In his remarks, Chanin recalled the first decade of the NSA, which he said were marked by “some of the worst atrocities ever committed by the Oakland Police Department.”
He listed those as the department’s heavy-handed response to an antiwar protest at the Port of Oakland in 2003, the department’s failure to stop an officer who for years sexually preyed on Asian and immigrant women, a search warrant scandal in which officers falsified sworn affidavits resulting in illegal raids on mostly Black people’s homes in East Oakland, the widespread practice of strip searching Black men, and the handling of the Occupy Oakland protests.

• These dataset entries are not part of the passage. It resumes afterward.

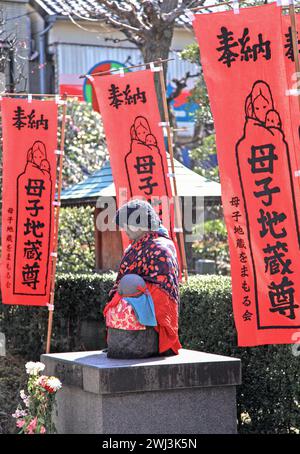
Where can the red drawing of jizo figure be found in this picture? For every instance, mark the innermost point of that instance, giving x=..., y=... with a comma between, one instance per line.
x=264, y=167
x=33, y=223
x=145, y=168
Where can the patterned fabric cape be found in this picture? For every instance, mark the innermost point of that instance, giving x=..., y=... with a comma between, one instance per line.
x=153, y=257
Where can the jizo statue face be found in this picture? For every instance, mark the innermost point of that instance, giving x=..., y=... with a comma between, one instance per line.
x=38, y=156
x=141, y=133
x=261, y=106
x=133, y=233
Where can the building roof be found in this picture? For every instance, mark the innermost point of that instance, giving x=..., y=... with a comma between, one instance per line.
x=81, y=9
x=101, y=184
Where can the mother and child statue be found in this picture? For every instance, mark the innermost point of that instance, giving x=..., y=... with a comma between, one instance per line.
x=142, y=314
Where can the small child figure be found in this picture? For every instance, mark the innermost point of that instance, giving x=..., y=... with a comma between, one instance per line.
x=132, y=307
x=273, y=119
x=151, y=140
x=130, y=321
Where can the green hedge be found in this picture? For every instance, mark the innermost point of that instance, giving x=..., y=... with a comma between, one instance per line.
x=267, y=399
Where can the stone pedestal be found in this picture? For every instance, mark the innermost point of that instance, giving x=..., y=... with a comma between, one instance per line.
x=192, y=393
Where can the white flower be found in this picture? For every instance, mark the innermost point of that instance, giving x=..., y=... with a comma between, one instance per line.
x=54, y=383
x=24, y=397
x=33, y=368
x=19, y=414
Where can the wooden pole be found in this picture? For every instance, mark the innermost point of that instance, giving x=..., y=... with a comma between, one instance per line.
x=56, y=226
x=295, y=46
x=178, y=220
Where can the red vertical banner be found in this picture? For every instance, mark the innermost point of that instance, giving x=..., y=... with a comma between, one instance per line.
x=244, y=68
x=135, y=140
x=29, y=177
x=292, y=86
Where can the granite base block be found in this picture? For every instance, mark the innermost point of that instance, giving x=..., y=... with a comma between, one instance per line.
x=192, y=393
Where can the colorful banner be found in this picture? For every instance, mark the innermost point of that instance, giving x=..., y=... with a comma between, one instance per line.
x=29, y=176
x=135, y=140
x=244, y=68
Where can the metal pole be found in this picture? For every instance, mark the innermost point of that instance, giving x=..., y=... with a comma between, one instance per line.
x=56, y=227
x=171, y=152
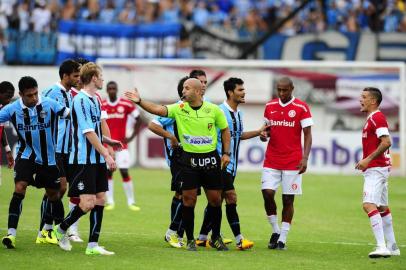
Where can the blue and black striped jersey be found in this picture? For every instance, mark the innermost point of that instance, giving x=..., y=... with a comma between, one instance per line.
x=235, y=125
x=34, y=126
x=62, y=131
x=85, y=117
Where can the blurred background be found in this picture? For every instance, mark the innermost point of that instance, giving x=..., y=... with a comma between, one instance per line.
x=36, y=36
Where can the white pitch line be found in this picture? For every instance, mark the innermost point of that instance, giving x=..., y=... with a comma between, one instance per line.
x=309, y=242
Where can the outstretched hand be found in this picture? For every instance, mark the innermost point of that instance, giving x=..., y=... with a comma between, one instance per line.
x=133, y=95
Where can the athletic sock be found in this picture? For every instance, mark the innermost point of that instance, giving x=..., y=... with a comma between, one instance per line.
x=233, y=219
x=377, y=228
x=14, y=211
x=129, y=190
x=188, y=216
x=96, y=218
x=71, y=218
x=58, y=212
x=74, y=226
x=110, y=192
x=388, y=228
x=273, y=220
x=206, y=225
x=285, y=226
x=215, y=213
x=177, y=217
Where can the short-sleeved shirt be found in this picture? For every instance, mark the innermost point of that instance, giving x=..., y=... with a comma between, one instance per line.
x=86, y=117
x=235, y=124
x=34, y=126
x=62, y=130
x=284, y=150
x=197, y=128
x=375, y=127
x=119, y=112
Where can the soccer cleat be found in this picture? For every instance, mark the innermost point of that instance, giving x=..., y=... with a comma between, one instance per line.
x=281, y=246
x=172, y=240
x=380, y=252
x=74, y=236
x=63, y=239
x=133, y=207
x=245, y=244
x=202, y=243
x=50, y=237
x=191, y=245
x=394, y=250
x=98, y=250
x=218, y=244
x=273, y=242
x=109, y=206
x=9, y=241
x=41, y=240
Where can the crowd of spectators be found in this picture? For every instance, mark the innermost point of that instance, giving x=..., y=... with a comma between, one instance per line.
x=247, y=17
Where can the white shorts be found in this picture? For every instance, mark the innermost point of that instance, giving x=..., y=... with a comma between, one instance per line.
x=291, y=180
x=123, y=159
x=376, y=186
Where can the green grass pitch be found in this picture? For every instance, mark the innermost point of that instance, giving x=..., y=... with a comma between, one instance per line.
x=329, y=230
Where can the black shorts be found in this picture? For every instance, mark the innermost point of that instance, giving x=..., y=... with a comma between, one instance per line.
x=199, y=170
x=228, y=180
x=87, y=179
x=46, y=176
x=62, y=161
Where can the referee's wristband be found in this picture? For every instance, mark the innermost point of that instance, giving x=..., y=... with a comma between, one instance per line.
x=7, y=148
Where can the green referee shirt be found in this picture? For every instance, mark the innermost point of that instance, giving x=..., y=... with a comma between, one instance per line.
x=197, y=129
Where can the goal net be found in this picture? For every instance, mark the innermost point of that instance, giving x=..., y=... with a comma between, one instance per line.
x=331, y=89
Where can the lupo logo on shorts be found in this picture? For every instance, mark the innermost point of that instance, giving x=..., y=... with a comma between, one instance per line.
x=203, y=163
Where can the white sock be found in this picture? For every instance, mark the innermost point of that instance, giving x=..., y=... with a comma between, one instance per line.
x=285, y=226
x=74, y=227
x=110, y=192
x=273, y=220
x=388, y=228
x=129, y=191
x=377, y=228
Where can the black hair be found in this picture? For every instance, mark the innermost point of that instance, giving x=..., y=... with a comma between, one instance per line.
x=231, y=83
x=27, y=82
x=180, y=85
x=7, y=88
x=196, y=73
x=376, y=94
x=68, y=67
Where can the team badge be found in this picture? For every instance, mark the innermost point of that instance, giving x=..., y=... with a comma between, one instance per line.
x=43, y=114
x=81, y=186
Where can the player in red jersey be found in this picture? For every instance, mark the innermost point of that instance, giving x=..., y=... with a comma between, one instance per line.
x=121, y=112
x=375, y=165
x=285, y=160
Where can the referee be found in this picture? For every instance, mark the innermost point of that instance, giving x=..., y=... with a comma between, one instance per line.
x=197, y=124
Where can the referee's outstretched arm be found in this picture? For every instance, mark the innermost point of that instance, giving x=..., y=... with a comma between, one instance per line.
x=150, y=107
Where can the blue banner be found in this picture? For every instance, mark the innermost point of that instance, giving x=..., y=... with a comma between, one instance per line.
x=93, y=40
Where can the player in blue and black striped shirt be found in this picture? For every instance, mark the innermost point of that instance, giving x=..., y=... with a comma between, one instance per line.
x=33, y=118
x=87, y=161
x=60, y=92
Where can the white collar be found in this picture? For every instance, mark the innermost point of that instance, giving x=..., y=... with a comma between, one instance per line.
x=229, y=108
x=23, y=106
x=287, y=103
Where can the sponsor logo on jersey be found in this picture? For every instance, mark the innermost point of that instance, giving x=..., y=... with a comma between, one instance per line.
x=282, y=123
x=198, y=140
x=39, y=126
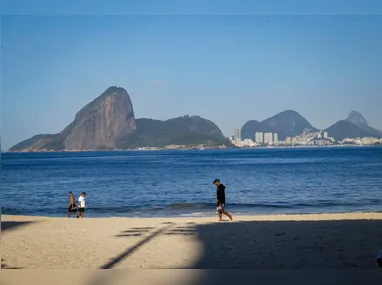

In 2012, Chanin and Burris filed a motion to place OPD under receivership. Judge Henderson stopped short of having the city stripped of control over its police department, but he created the position of a “compliance director” who had the power to discipline officers and force other changes on the department. By 2015, Chanin said the department was showing improvement, to the point where he and Burris were drafting an agreement to wind down the oversight program in early 2016, until a sexual exploitation scandal involving OPD officers exploded, leading to the removal of three police chiefs in a week.
“The OPD has not reached compliance with all 52 tasks, however, there has been remarkable improvement which must be recognized,” Chanin said during Wednesday’s court hearing. “Officers who were not even here 10 years, and commanders who were here but not in a position of authority, cannot have OPD’s past held over them indefinitely. If that happens, there will not be incentive for them to change going forward.”
Chanin urged an independent monitor who reports to Judge Orrick, former Rochester Police Chief Robert Warshaw, to focus on the remaining tasks in his next report and offer specific recommendations for how OPD can attain compliance. Chanin asked the court to be prepared to discuss ending NSA at the next court hearing on January 5.
“Progress is a dynamic process,” Chanin said. “Standing still is really moving backwards as many of the police departments in the Bay Area and beyond are moving backwards even as we speak. The end of the NSA should not be misconstrued to indicate the process of reform, that doing better, is over.”
But Judge Orrick indicated January may be too early to start a conversation about ending OPD’s oversight.
“I am confident there will be all sorts of things that will come up between now and then that are challenges to the department,” he said.
Outside investigators are days away from completing an internal investigation of an Instagram account believed to be run by one or more Oakland police officers. Posts included contempt for OPD policies meant to prevent corruption and police brutality, along with sexist images and racist language.
Orrick has instructed outside counsel to share a report of the investigation’s findings with independent federal monitor Robert Warshaw and provide Orrick a copy. The judge said he will decide which parts of the report, if any, should be disclosed publicly.